Snowden to Venezuela?

It’s looking more and more unlikely that Edward Snowden will go to Ecuador, but Venezuelan President Nicolas Maduro is headed to Russia for a visit, and there are rumors that he may take Snowden back with him.

Snowden has been staying at hotels near the Moscow airport, he’s not stuck in a plastic seat in the transit area lounge.

Quote of the Day

“George Zimmerman decided Trayvon Martin’s fate on Feb. 26, 2012, and now a jury will decide his. A jury that, by the way, is part of a justice system that is not supposed to exclusively serve the best educated and most articulate of our citizenry. So now would be a good time to point out that Jeantel’s weight, her nails, her sex, her color – these things have precisely jack to do with her account of what happened the night Travyon Martin died. Justice is supposed to serve teenagers too, and people who party and who don’t hide it when they’re angry or flustered, and women who can’t read cursive. It’s supposed to serve people whose dialogue wasn’t written for them by David E. Kelley. Remember that.

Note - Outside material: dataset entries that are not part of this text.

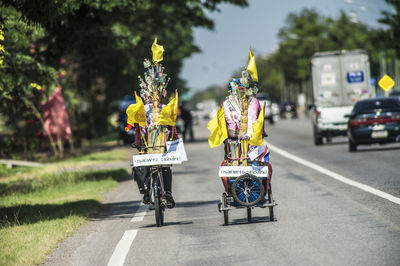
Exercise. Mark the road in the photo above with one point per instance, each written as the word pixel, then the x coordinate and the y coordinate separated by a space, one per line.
pixel 319 220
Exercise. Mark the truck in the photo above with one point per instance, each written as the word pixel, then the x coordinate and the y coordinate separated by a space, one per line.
pixel 339 80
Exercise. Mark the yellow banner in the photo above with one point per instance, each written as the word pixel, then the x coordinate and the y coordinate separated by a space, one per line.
pixel 167 116
pixel 158 51
pixel 251 66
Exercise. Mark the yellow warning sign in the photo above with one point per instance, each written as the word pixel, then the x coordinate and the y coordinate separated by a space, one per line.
pixel 386 83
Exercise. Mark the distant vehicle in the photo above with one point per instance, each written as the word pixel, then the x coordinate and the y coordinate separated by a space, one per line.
pixel 395 94
pixel 374 121
pixel 340 79
pixel 269 109
pixel 288 110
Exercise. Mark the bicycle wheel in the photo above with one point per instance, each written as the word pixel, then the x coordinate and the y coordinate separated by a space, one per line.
pixel 270 200
pixel 249 214
pixel 157 201
pixel 247 190
pixel 225 205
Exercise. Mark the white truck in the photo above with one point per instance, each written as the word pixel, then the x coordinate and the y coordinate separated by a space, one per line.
pixel 340 79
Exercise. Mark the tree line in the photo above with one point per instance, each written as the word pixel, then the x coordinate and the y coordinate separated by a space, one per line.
pixel 286 72
pixel 94 49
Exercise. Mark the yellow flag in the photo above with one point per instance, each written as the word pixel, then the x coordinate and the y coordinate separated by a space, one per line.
pixel 136 112
pixel 258 128
pixel 158 51
pixel 167 116
pixel 217 127
pixel 251 66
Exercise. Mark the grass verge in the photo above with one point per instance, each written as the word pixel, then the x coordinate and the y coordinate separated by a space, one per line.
pixel 82 161
pixel 37 216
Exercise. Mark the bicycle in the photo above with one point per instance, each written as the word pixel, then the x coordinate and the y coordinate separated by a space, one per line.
pixel 157 193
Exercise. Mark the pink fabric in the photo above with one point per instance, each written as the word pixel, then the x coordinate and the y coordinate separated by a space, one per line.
pixel 55 116
pixel 232 116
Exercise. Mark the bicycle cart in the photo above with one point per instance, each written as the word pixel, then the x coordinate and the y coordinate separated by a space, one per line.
pixel 156 157
pixel 247 182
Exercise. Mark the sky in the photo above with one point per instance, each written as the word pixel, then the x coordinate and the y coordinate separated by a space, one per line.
pixel 225 49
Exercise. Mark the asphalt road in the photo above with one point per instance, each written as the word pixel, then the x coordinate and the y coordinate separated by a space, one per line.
pixel 319 220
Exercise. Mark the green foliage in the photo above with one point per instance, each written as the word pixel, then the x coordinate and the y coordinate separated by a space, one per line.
pixel 5 171
pixel 59 179
pixel 104 42
pixel 392 20
pixel 308 32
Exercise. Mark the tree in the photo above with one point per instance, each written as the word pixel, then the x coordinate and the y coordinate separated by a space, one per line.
pixel 392 20
pixel 104 43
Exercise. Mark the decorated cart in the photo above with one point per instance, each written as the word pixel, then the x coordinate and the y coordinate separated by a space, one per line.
pixel 155 134
pixel 239 125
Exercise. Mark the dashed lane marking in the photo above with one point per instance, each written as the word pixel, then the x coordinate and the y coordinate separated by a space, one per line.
pixel 336 176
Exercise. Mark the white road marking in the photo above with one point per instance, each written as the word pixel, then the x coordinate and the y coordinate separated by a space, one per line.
pixel 122 249
pixel 140 213
pixel 336 176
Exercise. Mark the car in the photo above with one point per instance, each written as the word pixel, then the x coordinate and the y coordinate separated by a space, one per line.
pixel 268 112
pixel 288 110
pixel 374 120
pixel 395 94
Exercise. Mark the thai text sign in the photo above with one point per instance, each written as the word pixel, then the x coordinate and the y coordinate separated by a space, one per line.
pixel 156 159
pixel 235 171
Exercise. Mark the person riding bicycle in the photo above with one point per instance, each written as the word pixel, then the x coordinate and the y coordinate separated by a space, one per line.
pixel 151 133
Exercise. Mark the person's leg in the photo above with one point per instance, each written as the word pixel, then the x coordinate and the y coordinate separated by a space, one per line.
pixel 167 179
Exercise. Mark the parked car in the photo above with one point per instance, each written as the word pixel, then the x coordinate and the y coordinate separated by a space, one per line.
pixel 269 110
pixel 395 94
pixel 374 121
pixel 288 110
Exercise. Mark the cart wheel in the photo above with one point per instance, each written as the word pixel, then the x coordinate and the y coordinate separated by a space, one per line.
pixel 248 214
pixel 247 190
pixel 158 208
pixel 270 200
pixel 225 205
pixel 226 217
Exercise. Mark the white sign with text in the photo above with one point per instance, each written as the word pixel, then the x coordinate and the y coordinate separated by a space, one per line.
pixel 235 171
pixel 157 159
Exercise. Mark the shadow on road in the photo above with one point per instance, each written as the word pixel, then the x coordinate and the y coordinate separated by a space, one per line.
pixel 168 224
pixel 264 219
pixel 192 204
pixel 116 210
pixel 381 148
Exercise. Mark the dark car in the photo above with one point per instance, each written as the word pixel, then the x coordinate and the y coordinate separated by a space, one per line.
pixel 288 110
pixel 374 121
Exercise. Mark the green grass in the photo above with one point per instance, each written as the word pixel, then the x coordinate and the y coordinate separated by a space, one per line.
pixel 98 156
pixel 37 216
pixel 5 171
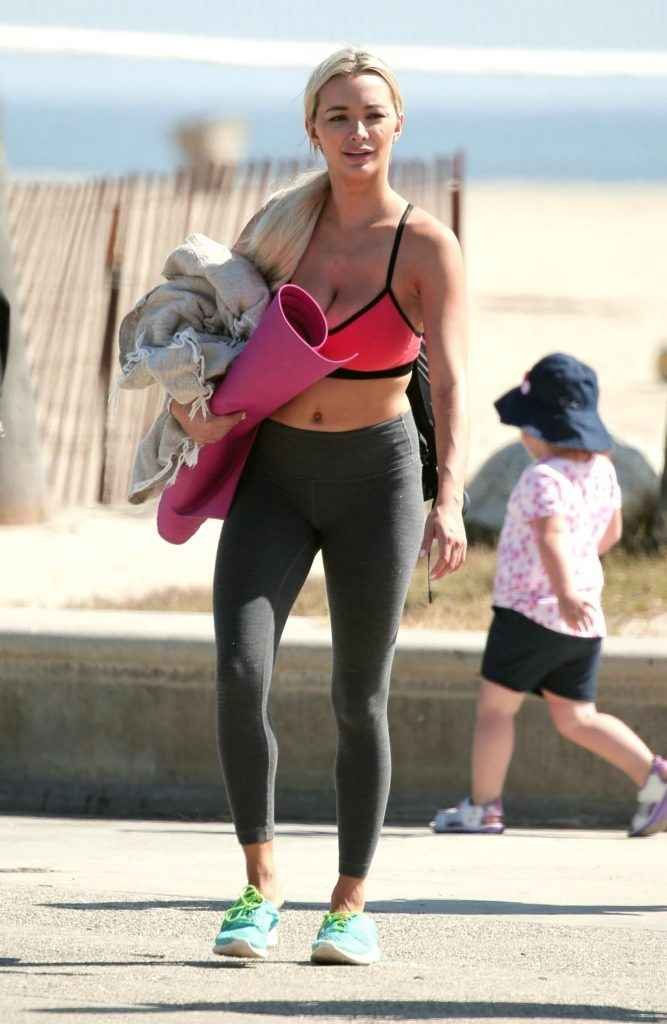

Remember that Rachel Jeantel is not the one on trial.”

Mary Elizabeth Williams, “The smearing of Rachel Jeantel,” Salon

States’ Rights Are Back with a Vengeance

We think of the federal government as having gobbled up and pre-empted so much power at the expense of the state, but right now, when you look at abortion rights, voting rights, and gay marriage, the states are very much in control of whether or not we get to exercise our constitutional rights.  If you live in a GOP-controlled state, fuhgeddaboudit.

Senate Passes Immigration Bill

They didn’t get the 70 votes they’d hoped for, but in the end it was 68-32, with 14 Republicans voting for it, plus all 52 Dems and 2 Independents.

But John Boehner said today that he will invoke the Hastert rule (nothing gets to the House floor unless approved by a majority of the majority) on any immigration bill that might emerge from a Conference Committee.  It tough to imagine a bill that would get a majority of the crazy Republicans in the House also getting approved by the Senate and signed by the Prez.  Any Conference bill that could pass the Senate would have to pass the House with mostly Dems and a few R’s.

WTF, CIA?

The CIA is prohibited from doing domestic surveillance.

Yet, the NYT has a front-page story* about four CIA officers who were embedded with the New York City police.  In response to a FOIA request, the Times got a declassified executive summary of a CIA Inspector General report from December 2011 about this relationship, which apparently occurred between 2002 and 2012.  They say it isn’t going on now, but how the hell do we know who and what to believe anymore?

*  “C.I.A. Sees Concerns on Ties to New York Police,” Charlie Savage

Snowden Stuck

Edward Snowden is still at the airport in Moscow and doesn’t seem about to leave any time soon.

Ecuador says their decision on granting him asylum could take two months, which is how long it took them to decide on Wikileaks’ Julian Assange, who lives at the Ecuador Embassy in London to avoid extradition to Sweden.

Ecuador says they could protect Snowden sooner if he got to their embassy in Moscow, but Russia won’t let him leave the transit area of the airport because he doesn’t have a visa to enter Russia.

Meanwhile, the U. S. is still trying to convince the Russians to turn Snowden over.